Location
- 91 Black Creek Road Tarrant, Alabama 35217 United States 33°36′51″N 86°46′23″W﻿ / ﻿33.6141°N 86.7730°W

Information
- Type: Public
- Motto: Learning + service = success
- Established: 1917 (109 years ago)
- School district: Tarrant City Schools
- CEEB code: 012610
- Principal: Kelvin Luster
- Teaching staff: 35.50 (on an FTE basis)
- Grades: 7-12
- Enrollment: 579 (2023-24)
- Student to teacher ratio: 16.31
- Campus type: Suburban
- Colors: Navy blue and gold
- Athletics: AHSAA Class 4A
- Nickname: Wildcats
- Feeder schools: Tarrant Intermediate School
- Website: ths.tarrant.k12.al.us

= Tarrant High School =

Tarrant High School (THS) is a fourteenth-year public high school in the city of Tarrant, Alabama. It is the only high school in the Tarrant City School System. School colors are navy blue and gold, and the athletic teams are called the Wildcats. THS competes in AHSAA Class 4A athletics.

THS was established in 1917 as Jefferson County High School and was administered by the Jefferson County School System. It became part of the Tarrant City School System in 1948, at which point its name was changed to Tarrant High School.

== Campus ==
THS is located on a 98-acre site at 91 Black Creek Road in Tarrant, formerly the site of Glenn Ireland 11 Development. The 112,000 square foot building was built to combine facilities for the existing Tarrant High School and Tarrant Middle School. The $17 million building was designed by McElrath & Oliver Architects of Gadsden and built by Golden & Associates Construction. The school has 36 classrooms, and competition and practice gymnasiums. Groundbreaking for construction was held on July 11, 2008, and it opened for the 2009–10 school year.

== Student Profile ==
Enrollment in grades 7-12 for the 2013–14 school year is 472 students. Approximately 79% of students are African-American, 11% are Hispanic, 9% are white, and 1% are multiracial. Roughly 95% of students qualify for free or reduced price lunch.

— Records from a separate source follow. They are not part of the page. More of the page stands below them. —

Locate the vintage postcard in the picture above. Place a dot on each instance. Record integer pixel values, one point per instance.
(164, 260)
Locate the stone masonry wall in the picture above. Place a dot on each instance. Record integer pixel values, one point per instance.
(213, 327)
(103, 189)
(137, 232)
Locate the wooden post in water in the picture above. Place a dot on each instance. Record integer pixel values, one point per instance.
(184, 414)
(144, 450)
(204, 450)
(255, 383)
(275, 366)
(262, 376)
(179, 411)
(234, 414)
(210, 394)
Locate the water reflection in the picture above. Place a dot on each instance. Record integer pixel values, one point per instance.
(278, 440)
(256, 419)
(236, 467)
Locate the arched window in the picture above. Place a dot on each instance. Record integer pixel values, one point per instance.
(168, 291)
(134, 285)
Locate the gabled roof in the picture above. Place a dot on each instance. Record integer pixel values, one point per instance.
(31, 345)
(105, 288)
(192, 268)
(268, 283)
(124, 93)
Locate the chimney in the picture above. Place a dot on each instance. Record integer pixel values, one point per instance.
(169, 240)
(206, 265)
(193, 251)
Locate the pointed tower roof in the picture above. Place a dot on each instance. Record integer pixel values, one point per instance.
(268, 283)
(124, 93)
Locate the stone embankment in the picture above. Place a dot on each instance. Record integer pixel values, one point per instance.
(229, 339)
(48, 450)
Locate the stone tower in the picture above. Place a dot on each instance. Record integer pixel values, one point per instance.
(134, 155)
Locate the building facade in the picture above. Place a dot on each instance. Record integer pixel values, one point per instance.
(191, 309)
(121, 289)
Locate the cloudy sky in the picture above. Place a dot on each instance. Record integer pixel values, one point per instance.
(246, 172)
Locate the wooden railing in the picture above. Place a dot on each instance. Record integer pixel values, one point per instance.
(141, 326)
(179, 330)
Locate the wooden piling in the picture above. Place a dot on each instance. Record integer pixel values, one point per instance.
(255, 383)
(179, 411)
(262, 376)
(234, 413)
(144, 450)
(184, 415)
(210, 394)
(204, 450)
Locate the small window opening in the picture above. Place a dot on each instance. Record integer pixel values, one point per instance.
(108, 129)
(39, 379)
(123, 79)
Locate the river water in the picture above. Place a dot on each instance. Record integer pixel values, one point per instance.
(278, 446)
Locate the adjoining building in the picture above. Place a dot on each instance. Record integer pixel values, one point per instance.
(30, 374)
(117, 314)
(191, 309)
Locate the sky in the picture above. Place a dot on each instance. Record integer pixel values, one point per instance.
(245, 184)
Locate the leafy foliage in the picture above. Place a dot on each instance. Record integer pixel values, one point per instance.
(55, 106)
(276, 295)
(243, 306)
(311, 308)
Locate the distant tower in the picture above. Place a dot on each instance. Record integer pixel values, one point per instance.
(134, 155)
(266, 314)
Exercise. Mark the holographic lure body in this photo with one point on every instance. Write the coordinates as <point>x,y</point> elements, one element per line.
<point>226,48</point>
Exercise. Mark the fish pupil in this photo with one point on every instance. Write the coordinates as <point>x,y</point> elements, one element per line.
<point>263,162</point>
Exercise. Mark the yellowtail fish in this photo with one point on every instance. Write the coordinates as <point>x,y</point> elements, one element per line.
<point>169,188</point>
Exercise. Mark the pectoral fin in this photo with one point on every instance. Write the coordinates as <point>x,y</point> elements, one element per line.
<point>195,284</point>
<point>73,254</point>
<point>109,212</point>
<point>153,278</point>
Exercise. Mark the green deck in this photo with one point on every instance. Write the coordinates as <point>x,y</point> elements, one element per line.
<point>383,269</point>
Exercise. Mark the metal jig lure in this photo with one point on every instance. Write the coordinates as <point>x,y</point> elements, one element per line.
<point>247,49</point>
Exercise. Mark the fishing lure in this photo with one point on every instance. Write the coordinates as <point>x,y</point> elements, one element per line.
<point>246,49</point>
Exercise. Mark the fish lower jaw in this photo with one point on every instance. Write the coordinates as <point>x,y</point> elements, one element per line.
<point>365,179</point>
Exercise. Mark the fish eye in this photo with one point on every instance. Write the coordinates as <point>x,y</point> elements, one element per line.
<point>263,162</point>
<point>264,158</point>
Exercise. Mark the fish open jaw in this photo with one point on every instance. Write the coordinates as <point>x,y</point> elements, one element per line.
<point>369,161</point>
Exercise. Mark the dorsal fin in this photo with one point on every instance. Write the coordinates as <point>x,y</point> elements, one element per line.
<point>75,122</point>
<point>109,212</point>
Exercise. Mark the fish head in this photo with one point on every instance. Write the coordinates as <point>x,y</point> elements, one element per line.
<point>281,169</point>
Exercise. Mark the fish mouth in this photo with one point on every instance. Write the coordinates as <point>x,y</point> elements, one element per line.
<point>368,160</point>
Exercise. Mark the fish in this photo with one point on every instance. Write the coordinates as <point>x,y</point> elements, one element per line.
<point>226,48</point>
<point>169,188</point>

THS has a graduation rate of 77%. Approximately 65% of its students meet or exceed state proficiency standards in mathematics, and 75% meet or exceed standards in reading. The average ACT score for THS students is 20.

== Athletics ==
THS competes in AHSAA Class 3A athletics and fields teams in the following sports:
- Baseball
- Basketball
- Cheerleading
- Football
- Softball
- Volleyball
- Track and Field
THS has won state championships in baseball (1979) and football (1964 and 1971).